L’agriculture peut-elle accéder aux marchés du carbone ?
Les liens entre secteur agricole et changement climatique sont complexes. L’agriculture est à l’origine de 13,5% des émissions de gaz à effet de serre mondiales. Elle émet principalement du méthane et du protoxyde d’azote, deux gaz au fort potentiel réchauffant. Mais, elle est aussi un des secteurs les plus touchés par les conséquences du changement climatique. Certains auteurs considèrent que les pertes agricoles pourraient être à l’origine d’une baisse de plus de 2% du PIB mondial à partir de 2030., En revanche, le secteur agricole dispose d’un potentiel d’atténuation du changement climatique important, Ce potentiel pourrait atteindre six milliards de tonnes d’équivalent CO2 par an, soit environ 13% des émissions mondiales. Il provient principalement de la capacité de séquestrer le carbone atmosphérique dans la biomasse et dans les sols, grâce à la gestion de la photosynthèse et à certaines pratiques agricoles.

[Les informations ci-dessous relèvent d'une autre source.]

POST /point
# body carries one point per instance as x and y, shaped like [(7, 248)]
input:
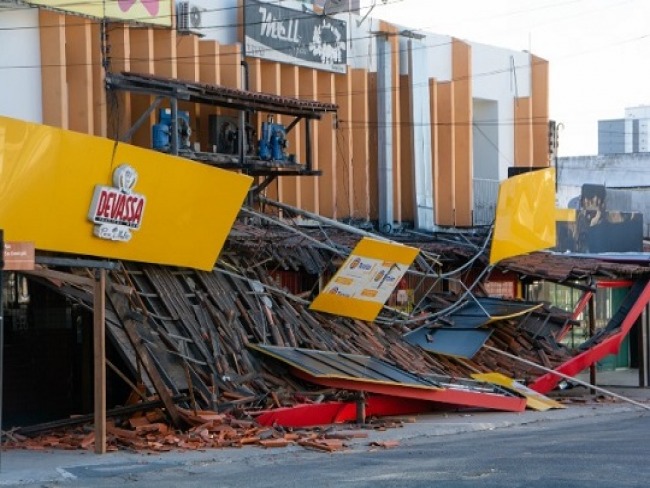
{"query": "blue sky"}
[(598, 50)]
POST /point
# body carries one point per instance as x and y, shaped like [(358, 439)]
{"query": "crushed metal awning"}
[(363, 373), (609, 342), (464, 343), (222, 96), (458, 333)]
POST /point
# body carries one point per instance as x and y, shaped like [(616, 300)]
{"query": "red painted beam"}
[(451, 396), (610, 345)]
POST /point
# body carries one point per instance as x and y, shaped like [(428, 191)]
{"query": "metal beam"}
[(141, 120), (99, 356)]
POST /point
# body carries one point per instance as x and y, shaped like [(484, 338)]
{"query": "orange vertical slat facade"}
[(79, 74), (360, 141), (463, 133), (344, 147), (445, 186), (53, 69)]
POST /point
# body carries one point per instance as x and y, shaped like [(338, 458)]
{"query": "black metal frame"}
[(241, 100)]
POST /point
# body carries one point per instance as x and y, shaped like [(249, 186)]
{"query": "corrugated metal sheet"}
[(339, 365)]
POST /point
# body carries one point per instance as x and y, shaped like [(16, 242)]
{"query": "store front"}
[(607, 301)]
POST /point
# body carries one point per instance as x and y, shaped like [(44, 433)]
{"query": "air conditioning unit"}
[(189, 17)]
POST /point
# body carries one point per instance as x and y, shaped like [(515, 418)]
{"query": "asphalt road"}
[(602, 451)]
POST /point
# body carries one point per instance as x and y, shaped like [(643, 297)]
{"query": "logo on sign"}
[(117, 210)]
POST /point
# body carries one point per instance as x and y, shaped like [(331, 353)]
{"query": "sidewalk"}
[(20, 467)]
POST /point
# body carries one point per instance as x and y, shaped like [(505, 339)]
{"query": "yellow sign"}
[(534, 399), (525, 216), (81, 194), (157, 12), (19, 256), (366, 280)]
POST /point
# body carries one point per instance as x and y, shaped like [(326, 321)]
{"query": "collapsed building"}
[(240, 338)]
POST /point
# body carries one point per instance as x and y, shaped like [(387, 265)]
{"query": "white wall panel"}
[(20, 65)]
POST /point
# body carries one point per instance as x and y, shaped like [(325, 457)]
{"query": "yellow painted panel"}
[(175, 211), (366, 279), (534, 400), (525, 216), (146, 11)]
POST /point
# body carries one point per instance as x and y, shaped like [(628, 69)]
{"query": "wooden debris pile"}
[(195, 327)]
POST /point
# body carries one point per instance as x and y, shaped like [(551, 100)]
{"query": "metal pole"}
[(99, 349), (592, 332)]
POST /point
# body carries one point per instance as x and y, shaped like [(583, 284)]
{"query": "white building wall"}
[(20, 65), (501, 76), (220, 20)]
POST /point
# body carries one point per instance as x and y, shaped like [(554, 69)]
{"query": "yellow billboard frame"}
[(361, 286), (168, 210)]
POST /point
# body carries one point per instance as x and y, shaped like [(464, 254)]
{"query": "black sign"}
[(295, 37)]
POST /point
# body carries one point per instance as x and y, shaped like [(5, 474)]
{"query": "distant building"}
[(628, 135)]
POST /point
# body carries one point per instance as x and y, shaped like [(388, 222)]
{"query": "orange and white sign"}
[(74, 193), (361, 287), (146, 11)]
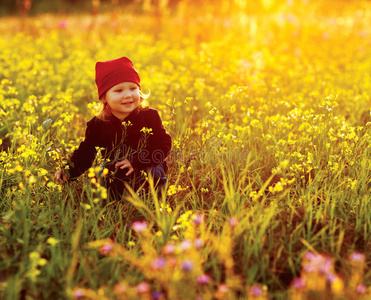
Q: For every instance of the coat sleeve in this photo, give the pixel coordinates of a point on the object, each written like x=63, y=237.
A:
x=158, y=144
x=83, y=157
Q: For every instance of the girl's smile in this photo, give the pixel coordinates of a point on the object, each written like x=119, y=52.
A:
x=122, y=99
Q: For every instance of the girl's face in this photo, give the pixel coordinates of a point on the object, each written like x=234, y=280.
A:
x=122, y=99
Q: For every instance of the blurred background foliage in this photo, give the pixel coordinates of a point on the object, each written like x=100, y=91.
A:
x=33, y=7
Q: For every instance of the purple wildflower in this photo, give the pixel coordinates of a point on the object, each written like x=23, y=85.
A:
x=158, y=263
x=143, y=287
x=222, y=288
x=119, y=288
x=157, y=295
x=187, y=265
x=298, y=283
x=233, y=222
x=203, y=279
x=198, y=243
x=106, y=248
x=361, y=289
x=140, y=226
x=357, y=256
x=63, y=24
x=169, y=248
x=78, y=293
x=198, y=219
x=256, y=290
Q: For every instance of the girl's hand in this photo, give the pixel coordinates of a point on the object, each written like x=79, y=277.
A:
x=125, y=164
x=60, y=176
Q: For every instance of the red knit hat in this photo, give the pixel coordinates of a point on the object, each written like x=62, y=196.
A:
x=112, y=72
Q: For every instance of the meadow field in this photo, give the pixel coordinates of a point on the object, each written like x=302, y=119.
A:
x=268, y=193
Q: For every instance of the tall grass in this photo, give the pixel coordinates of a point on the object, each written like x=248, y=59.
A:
x=269, y=171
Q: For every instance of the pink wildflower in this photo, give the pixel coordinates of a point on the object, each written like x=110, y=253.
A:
x=78, y=293
x=158, y=263
x=357, y=256
x=143, y=287
x=187, y=265
x=203, y=279
x=106, y=248
x=140, y=226
x=298, y=283
x=63, y=24
x=168, y=248
x=233, y=222
x=361, y=289
x=198, y=219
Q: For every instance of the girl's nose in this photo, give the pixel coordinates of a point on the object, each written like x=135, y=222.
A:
x=127, y=95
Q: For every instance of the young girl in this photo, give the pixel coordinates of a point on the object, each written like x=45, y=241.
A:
x=132, y=137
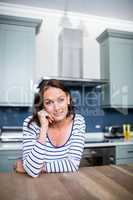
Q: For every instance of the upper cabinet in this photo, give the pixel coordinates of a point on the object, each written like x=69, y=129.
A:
x=71, y=53
x=17, y=53
x=116, y=57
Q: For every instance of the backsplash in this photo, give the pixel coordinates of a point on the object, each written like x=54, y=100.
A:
x=87, y=102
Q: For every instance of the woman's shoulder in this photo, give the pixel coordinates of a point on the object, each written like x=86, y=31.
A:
x=27, y=121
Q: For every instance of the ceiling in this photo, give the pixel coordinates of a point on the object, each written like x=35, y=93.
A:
x=121, y=9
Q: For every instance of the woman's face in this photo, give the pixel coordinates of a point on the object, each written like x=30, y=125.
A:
x=56, y=103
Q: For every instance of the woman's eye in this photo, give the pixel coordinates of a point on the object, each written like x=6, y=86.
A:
x=48, y=102
x=61, y=99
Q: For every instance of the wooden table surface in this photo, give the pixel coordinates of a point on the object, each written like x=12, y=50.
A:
x=93, y=183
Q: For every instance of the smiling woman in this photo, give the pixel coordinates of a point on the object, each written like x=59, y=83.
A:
x=54, y=134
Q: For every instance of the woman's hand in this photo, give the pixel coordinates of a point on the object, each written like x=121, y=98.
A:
x=45, y=118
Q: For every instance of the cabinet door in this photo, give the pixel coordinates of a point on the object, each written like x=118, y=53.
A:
x=71, y=53
x=121, y=71
x=16, y=64
x=8, y=158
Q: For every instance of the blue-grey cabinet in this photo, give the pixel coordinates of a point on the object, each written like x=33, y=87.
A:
x=124, y=154
x=116, y=61
x=17, y=60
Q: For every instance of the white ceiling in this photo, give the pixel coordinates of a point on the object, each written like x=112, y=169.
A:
x=122, y=9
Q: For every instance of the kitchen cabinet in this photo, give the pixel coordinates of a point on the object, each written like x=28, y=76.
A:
x=116, y=63
x=8, y=158
x=70, y=57
x=17, y=53
x=124, y=154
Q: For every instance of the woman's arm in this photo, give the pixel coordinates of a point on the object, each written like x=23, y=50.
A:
x=33, y=150
x=72, y=160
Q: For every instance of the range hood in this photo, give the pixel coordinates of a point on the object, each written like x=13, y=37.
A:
x=69, y=81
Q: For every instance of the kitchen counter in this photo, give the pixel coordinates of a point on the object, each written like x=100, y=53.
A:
x=111, y=142
x=102, y=182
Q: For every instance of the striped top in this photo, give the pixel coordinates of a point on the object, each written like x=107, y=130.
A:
x=65, y=158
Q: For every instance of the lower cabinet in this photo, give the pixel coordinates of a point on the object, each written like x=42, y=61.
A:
x=8, y=158
x=124, y=154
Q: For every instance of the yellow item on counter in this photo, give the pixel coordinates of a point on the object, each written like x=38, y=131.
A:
x=127, y=131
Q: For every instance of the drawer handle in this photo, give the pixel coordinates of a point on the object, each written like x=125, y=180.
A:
x=130, y=151
x=13, y=158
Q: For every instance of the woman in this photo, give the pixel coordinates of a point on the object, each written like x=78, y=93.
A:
x=53, y=135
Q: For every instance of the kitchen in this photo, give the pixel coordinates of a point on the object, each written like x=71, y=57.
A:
x=86, y=87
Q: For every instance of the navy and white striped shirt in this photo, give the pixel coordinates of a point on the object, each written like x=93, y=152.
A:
x=65, y=158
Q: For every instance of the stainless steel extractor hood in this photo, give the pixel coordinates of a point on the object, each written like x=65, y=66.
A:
x=75, y=81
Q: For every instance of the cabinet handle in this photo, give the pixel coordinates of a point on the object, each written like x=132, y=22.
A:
x=14, y=158
x=130, y=151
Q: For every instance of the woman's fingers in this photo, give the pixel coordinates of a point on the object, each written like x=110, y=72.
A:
x=44, y=114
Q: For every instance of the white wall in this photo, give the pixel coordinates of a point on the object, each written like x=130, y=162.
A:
x=47, y=39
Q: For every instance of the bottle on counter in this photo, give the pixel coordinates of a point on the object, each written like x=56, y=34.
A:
x=127, y=131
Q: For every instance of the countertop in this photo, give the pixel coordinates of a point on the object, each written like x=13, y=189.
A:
x=101, y=182
x=112, y=142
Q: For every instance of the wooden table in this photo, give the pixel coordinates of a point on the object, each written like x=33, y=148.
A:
x=93, y=183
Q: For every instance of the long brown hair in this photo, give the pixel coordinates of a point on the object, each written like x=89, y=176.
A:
x=38, y=99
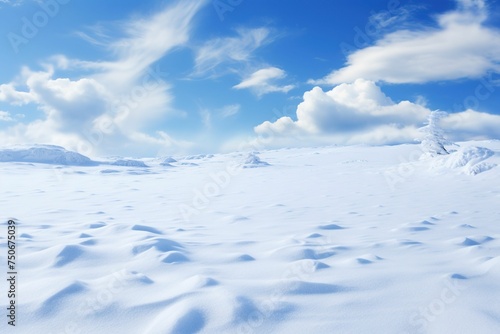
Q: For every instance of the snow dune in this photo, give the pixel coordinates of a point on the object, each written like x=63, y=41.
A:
x=322, y=240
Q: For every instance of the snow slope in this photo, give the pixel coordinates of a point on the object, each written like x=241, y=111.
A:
x=322, y=240
x=48, y=154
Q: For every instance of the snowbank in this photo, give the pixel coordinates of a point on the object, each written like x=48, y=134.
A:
x=253, y=161
x=470, y=160
x=46, y=154
x=129, y=163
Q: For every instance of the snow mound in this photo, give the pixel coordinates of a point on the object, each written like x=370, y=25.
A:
x=168, y=160
x=253, y=161
x=129, y=163
x=46, y=154
x=471, y=160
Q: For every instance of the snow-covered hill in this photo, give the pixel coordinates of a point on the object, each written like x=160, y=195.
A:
x=322, y=240
x=47, y=154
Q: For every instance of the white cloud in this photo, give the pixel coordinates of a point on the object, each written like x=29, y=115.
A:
x=229, y=110
x=360, y=113
x=462, y=46
x=110, y=109
x=472, y=124
x=230, y=50
x=5, y=116
x=260, y=81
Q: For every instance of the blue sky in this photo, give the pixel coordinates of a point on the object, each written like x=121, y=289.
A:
x=167, y=77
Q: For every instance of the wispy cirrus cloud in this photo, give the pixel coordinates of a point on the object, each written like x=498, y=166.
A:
x=229, y=51
x=261, y=81
x=112, y=105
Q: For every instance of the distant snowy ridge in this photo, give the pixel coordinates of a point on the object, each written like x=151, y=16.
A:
x=46, y=154
x=469, y=160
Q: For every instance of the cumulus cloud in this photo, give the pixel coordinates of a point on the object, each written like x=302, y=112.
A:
x=471, y=124
x=111, y=108
x=229, y=50
x=360, y=113
x=5, y=116
x=462, y=46
x=260, y=81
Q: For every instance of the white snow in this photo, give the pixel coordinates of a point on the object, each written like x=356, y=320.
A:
x=47, y=154
x=129, y=163
x=323, y=240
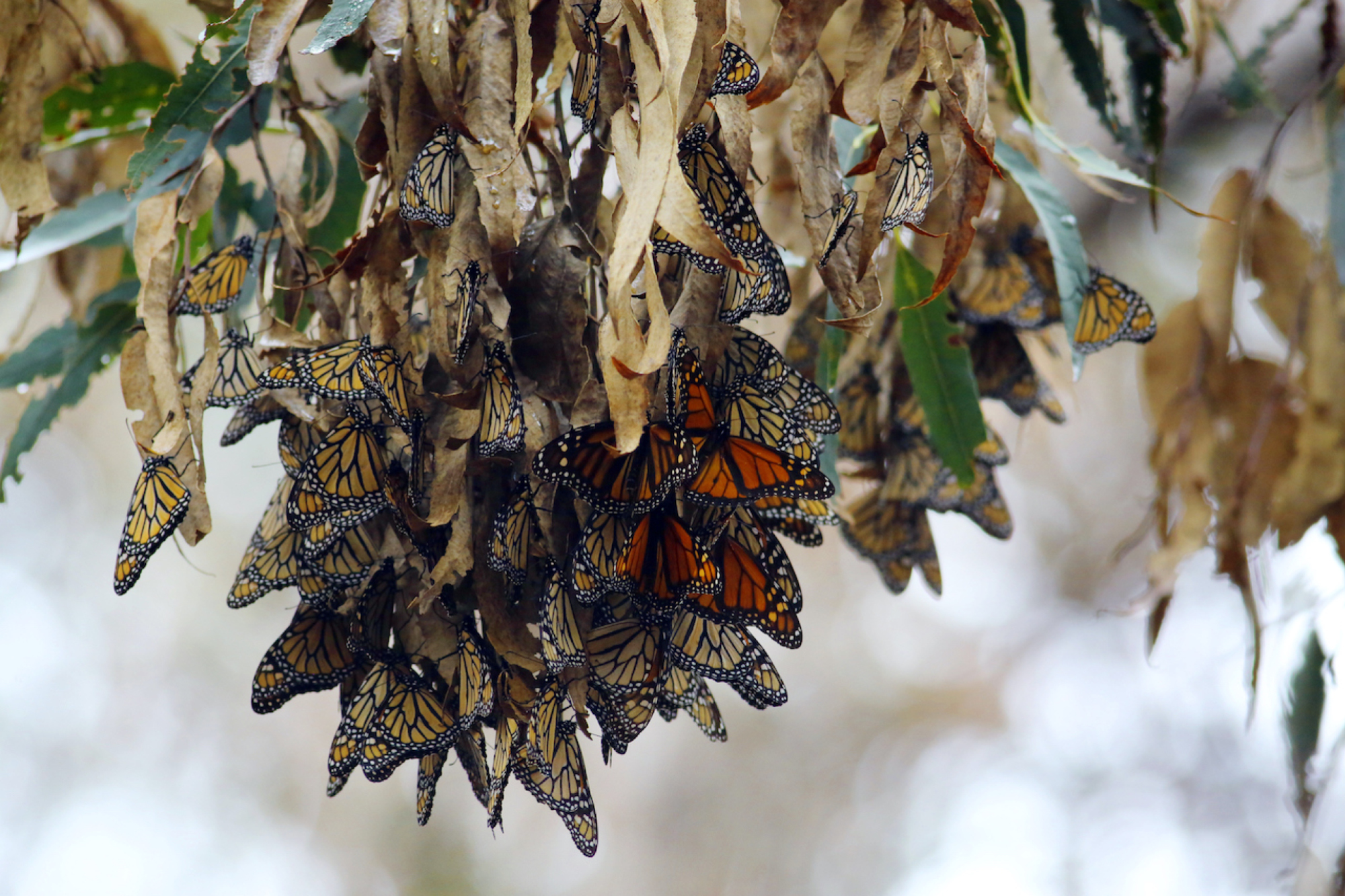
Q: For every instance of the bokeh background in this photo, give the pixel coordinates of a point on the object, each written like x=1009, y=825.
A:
x=1009, y=737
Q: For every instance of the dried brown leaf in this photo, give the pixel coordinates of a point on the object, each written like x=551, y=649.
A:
x=796, y=37
x=1219, y=259
x=270, y=36
x=548, y=313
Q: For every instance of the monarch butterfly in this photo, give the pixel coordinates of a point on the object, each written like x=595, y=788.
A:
x=158, y=503
x=345, y=473
x=563, y=787
x=751, y=357
x=260, y=411
x=896, y=537
x=626, y=655
x=723, y=651
x=502, y=763
x=384, y=374
x=319, y=538
x=428, y=189
x=841, y=217
x=913, y=188
x=1112, y=313
x=427, y=779
x=216, y=284
x=739, y=72
x=346, y=563
x=502, y=407
x=763, y=290
x=734, y=469
x=332, y=372
x=587, y=68
x=297, y=443
x=688, y=692
x=665, y=244
x=471, y=756
x=586, y=460
x=761, y=588
x=563, y=639
x=411, y=723
x=544, y=729
x=372, y=624
x=761, y=684
x=980, y=502
x=622, y=717
x=311, y=654
x=368, y=698
x=666, y=563
x=236, y=377
x=1005, y=373
x=1017, y=286
x=514, y=532
x=724, y=202
x=861, y=432
x=469, y=288
x=599, y=559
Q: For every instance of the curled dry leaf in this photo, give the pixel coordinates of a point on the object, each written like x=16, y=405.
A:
x=794, y=38
x=270, y=36
x=548, y=313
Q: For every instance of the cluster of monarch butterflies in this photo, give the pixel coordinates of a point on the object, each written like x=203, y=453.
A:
x=649, y=575
x=886, y=439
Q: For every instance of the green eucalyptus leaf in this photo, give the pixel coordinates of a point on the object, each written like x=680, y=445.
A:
x=937, y=356
x=182, y=126
x=111, y=99
x=1062, y=229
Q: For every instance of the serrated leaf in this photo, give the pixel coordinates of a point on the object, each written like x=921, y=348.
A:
x=1168, y=17
x=1062, y=229
x=1070, y=21
x=194, y=106
x=340, y=22
x=45, y=356
x=93, y=348
x=1304, y=715
x=1147, y=72
x=118, y=97
x=939, y=362
x=1007, y=38
x=71, y=227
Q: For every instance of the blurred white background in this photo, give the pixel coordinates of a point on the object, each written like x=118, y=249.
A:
x=1009, y=737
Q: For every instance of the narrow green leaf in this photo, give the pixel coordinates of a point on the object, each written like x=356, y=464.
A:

Or, les règles du protocole de Kyoto ne sont pas favorables à la valorisation de ce potentiel. En effet, les sols ne sont pas reconnus comme des puits de carbone. Ceci est justifié par la réversibilité de la séquestration : un changement de pratique agricole ou un accident, tel qu’un feu de forêt, peuvent relâcher le carbone stocké. Certes, le mécanisme de développement propre du protocole de Kyoto autorise les pays en développement à générer des crédits carbone qui peuvent être vendus sur les marchés internationaux du carbone. Mais dans ce cadre, seuls les projets d’agroforesterie et de réduction des émissions de méthane ou de protoxyde d’azote agricoles sont autorisés. En outre les procédures de validation sont longues et lourdes.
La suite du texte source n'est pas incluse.